All told, Caterpillar paid PwC $55 million for helping it transfer $8 billion of profits to CSARL between 1999 and 2012, according to the Senate report, following the reorganization in 1998.
In January 2007, two company tax specialists sent a series of internal emails to senior management to warn them that the Swiss activity “lacked economic substance and had no business purpose other than tax avoidance.”
For example Daniel Schlicksup, former global tax strategy manager, sent an email in January 2007 to the company’s ethics officers noting that approximately $1 billion in profits from a U.S. division had been incorrectly attributed to CSARL. A year later, Schlicksup sent another email to Robin Beran, the head of the Caterpillar’s tax department, requesting that the matter be discussed with the board.
“With all due respect, the business substance issue related to the CSARL Parts Distribution is the pink elephant issue worth a Billion dollars on the balance sheet. . . I have been asking for more than a year if we have memos with proper facts and analysis,” wrote Schlicksup.
Instead of responding to his requests, company management transferred Schlicksup to a different division. On June 12, 2009, Schlicksup filed a whistleblower lawsuit against Caterpillar alleging that the company had improperly attributed at least $5.6 billion of profits from the sales of spare parts to a unit in Geneva. The company settled the lawsuit out of court in 2012.
The company is well known for playing hardball to reduce its tax exposure. For example, in March 2011, a leaked letter from Doug Oberhelman, the Caterpillar CEO, to the state of Illinois revealed that the company was threatening to close its operations in the state unless the company was awarded tax breaks, noting that the company finance department had calculated that helped the company reduce its effective tax rate to the “lowest in the Dow 30” in 2012.
Julie Lagacy, a vice president in the Caterpillar’s finance services division, defended the company at a Senate hearing, chaired by Levin, earlier this month. “Our average effective tax rate is 29 percent, ” she said. “That’s one of the highest for a multinational manufacturing company – 3 percentage points higher than the average effective rate for U.S. corporations.

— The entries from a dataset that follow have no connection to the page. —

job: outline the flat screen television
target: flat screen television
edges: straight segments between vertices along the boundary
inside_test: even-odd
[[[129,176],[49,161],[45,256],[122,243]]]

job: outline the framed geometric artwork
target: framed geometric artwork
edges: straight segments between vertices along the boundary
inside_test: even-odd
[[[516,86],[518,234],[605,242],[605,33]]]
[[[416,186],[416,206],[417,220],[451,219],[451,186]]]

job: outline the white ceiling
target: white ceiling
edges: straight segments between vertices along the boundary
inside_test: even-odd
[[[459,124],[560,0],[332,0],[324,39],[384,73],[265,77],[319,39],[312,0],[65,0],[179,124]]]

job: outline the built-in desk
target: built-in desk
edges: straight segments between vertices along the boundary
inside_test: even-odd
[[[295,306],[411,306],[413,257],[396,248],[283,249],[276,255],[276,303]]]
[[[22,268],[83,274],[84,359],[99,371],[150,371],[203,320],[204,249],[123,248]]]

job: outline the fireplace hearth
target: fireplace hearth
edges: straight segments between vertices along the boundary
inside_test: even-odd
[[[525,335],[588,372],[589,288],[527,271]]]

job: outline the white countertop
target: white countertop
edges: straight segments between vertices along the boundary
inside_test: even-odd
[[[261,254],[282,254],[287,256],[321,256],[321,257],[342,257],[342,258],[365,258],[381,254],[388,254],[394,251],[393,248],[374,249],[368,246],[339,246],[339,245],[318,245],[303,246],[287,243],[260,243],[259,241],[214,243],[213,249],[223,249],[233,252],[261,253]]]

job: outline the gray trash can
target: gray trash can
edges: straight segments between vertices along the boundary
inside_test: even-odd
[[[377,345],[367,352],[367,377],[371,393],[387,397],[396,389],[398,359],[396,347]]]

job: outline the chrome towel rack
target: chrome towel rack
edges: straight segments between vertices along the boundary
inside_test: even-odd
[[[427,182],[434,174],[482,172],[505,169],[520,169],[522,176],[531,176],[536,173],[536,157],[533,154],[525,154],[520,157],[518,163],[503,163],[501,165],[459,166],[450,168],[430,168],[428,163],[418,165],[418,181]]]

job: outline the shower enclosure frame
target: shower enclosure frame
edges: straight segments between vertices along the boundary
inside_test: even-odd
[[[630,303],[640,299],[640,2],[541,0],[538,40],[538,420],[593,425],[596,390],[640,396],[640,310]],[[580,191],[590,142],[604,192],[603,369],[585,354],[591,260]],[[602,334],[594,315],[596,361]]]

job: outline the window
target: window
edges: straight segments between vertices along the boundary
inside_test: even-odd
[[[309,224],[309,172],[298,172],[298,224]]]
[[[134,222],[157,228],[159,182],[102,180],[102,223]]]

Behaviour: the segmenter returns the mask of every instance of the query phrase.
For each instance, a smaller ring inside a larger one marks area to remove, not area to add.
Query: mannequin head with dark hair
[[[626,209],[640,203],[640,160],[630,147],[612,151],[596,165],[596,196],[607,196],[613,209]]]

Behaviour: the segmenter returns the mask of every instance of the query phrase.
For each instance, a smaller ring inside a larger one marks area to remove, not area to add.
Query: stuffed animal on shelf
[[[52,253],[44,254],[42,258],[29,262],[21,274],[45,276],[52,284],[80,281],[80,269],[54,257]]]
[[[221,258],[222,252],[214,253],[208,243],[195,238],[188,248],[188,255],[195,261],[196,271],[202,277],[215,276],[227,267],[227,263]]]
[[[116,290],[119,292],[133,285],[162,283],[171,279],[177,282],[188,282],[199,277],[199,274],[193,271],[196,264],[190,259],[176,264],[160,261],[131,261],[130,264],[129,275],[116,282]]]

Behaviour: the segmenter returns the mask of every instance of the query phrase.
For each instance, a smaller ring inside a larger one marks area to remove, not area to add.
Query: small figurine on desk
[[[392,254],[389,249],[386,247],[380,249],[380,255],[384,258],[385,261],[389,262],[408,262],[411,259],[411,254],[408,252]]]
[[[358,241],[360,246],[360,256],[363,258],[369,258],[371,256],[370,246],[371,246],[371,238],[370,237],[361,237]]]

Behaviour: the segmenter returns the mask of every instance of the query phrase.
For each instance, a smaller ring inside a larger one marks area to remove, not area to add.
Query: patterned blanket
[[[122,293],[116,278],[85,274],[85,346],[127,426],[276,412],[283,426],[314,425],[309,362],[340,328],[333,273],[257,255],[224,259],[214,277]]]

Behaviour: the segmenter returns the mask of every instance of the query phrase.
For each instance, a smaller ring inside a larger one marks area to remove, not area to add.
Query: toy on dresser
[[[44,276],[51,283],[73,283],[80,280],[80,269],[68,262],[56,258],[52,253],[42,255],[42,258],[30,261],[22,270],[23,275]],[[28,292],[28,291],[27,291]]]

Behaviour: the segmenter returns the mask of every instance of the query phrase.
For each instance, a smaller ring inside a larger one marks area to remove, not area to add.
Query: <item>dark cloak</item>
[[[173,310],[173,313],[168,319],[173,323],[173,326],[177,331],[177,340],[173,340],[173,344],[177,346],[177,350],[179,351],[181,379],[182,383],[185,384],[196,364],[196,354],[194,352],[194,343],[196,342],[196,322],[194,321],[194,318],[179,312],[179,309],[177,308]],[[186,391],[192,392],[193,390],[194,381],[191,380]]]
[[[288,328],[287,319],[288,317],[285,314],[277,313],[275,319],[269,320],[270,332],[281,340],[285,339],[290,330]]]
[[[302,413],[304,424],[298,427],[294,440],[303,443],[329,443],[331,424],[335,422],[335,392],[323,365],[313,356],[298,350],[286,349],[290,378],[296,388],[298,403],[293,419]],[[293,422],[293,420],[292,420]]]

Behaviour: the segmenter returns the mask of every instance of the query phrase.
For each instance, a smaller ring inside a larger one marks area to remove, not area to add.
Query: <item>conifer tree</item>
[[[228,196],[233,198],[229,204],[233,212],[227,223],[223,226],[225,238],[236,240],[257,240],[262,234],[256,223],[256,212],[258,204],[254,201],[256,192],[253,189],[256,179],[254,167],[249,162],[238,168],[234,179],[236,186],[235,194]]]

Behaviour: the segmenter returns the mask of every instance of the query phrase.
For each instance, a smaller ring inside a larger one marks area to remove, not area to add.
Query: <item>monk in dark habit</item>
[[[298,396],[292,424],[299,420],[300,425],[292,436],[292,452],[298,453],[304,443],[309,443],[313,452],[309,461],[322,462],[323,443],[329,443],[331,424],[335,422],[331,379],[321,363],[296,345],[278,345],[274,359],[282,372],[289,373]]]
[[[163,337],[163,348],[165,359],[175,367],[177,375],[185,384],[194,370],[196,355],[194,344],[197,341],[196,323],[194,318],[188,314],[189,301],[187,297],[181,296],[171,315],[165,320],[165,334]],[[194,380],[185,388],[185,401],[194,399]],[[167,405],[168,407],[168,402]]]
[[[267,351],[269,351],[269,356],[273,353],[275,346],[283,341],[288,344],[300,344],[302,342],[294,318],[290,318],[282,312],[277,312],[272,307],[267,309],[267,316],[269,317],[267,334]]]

Beran, who also testified at the hearing, complained that the company was being unfairly targeted by the federal government. “We are under continuous examination,” he said. “The Internal Revenue Service (IRS) literally sits right outside my office.”
Not all the legislators were upset with Caterpillar. Rand Paul, a Republican senator from Kentucky, defended Caterpillar. “I think rather than having an inquisition we should probably bring Caterpillar here and give them an award,” he said, “They’ve been in business for over 100 years. It’s not easy to stay in business.”
Companies like Caterpillar constitute a powerful lobby against changes to the tax code, donating generously to politicians on all sides of the political spectrum. So it is not surprising that a proposed reform bill – the Stop Tax Haven Abuse Act – sponsored by Levin – has stalled in the Senate.